Recover your instance
To automatically recover an instance when a system status check failure occurs, you can use the default configuration of the instance or create an Amazon CloudWatch alarm. If an instance becomes unreachable because of an underlying hardware failure or a problem that requires AWS involvement to repair, the instance is automatically recovered.
A recovered instance is identical to the original instance, including the instance ID, private IP addresses, Elastic IP addresses, and all instance metadata. If the impaired instance has a public IPv4 address, the instance retains the public IPv4 address after recovery. If the impaired instance is in a placement group, the recovered instance runs in the placement group. During instance recovery, the instance is migrated as part of an instance reboot, and any data that is in-memory is lost.
Examples of problems that require instance recovery:
-
Loss of network connectivity
-
Loss of system power
-
Software issues on the physical host
-
Hardware issues on the physical host that impact network reachability
Topics
Simplified automatic recovery based on instance configuration
Instances that support simplified automatic recovery are configured by default to recover a failed instance. The default configuration applies to new instances that you launch and existing instances that you previously launched. Simplified automatic recovery is initiated in response to system status check failures. Simplified automatic recovery doesn't take place during Service Health Dashboard events, or any other events that impact the underlying hardware. For more information, see Troubleshoot instance recovery failures.

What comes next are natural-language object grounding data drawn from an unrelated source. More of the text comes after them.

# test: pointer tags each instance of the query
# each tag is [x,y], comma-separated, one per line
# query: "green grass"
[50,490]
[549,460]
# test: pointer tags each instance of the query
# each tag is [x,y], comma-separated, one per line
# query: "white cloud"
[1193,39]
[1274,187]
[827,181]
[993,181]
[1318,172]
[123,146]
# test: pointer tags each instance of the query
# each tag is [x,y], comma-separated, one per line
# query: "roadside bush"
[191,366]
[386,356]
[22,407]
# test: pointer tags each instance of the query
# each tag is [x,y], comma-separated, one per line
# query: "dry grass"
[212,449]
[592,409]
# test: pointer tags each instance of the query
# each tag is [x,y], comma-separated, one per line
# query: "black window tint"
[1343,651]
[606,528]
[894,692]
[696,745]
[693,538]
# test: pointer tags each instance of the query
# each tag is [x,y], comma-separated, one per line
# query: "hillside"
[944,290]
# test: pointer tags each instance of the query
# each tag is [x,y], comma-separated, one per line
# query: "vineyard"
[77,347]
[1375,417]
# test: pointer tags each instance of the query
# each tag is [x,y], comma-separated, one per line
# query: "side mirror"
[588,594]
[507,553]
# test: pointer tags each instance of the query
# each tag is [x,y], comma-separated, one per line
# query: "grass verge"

When a simplified automatic recovery event succeeds, you are notified by an AWS Health Dashboard event. When a simplified automatic recovery event fails, you are notified by an AWS Health Dashboard event and by email. You can also use Amazon EventBridge rules to monitor for simplified automatic recovery events using the following event codes:
-
AWS_EC2_SIMPLIFIED_AUTO_RECOVERY_SUCCESS
— successful events -
AWS_EC2_SIMPLIFIED_AUTO_RECOVERY_FAILURE
— failed events
For more information, see Amazon EventBridge rules.
Requirements
Simplified automatic recovery is supported by an instance if the instance has the following characteristics:
-
It uses
default
ordedicated
instance tenancy. -
It does not use an Elastic Fabric Adapter.
-
It uses one of the following instance types:
-
General purpose: A1 | M3 | M4 | M5 | M5a | M5n | M5zn | M6a | M6g | M6i | M6in | M7a | M7g | M7i | M7i-flex | T1 | T2 | T3 | T3a | T4g
-
Compute optimized: C3 | C4 | C5 | C5a | C5n | C6a | C6g | C6gn | C6i | C6in | C7a | C7g | C7gn | C7i
-
Memory optimized: R3 | R4 | R5 | R5a | R5b | R5n | R6a | R6g | R6i | R6in | R7a | R7g | R7i | R7iz | u-3tb1 | u-6tb1 | u-9tb1 | u-12tb1 | u-18tb1 | u-24tb1 | X1 | X1e | X2iezn
-
Accelerated computing: G3 | G3s | G5g | Inf1 | P2 | P3 | VT1
-
High-performance computing Hpc6a | Hpc7a | Hpc7g
-
-
It does not have instance store volumes. If a Nitro instance type has instance store volumes, or if a Xen-based instance has mapped instance store volumes in the AMI being used, the instance can't be automatically recovered.
Important
If an instance has instance store volumes attached, stopping and starting the instance will cause any data on the instance store volumes to be lost. You should regularly backup your instance store volume data to more persistent storage, such as Amazon EBS, Amazon S3, or Amazon EFS. In the event of a system status check failure, you can stop and start instances with instance store volumes and then restore the instance store volumes using the backed-up data.
Limitations
-
Instances with instance store volumes and metal instance types are not supported by simplified automatic recovery.
-
Simplified automatic recovery is not initiated for instances in an Auto Scaling group. If your instance is part of an Auto Scaling group with health checks enabled, then the instance is replaced when it becomes impaired.
-
Simplified automatic recovery applies to unplanned events only. It does not apply to scheduled events.
-
Terminated or stopped instances can't be recovered.
Set the recovery behavior
You can set the automatic recovery behavior to disabled
or
default
during or after launching the instance. The default
configuration does not enable simplified automatic recovery for an unsupported
instance type.
Amazon CloudWatch action based recovery
Use Amazon CloudWatch action based recovery if you want to customize when to recover your instance.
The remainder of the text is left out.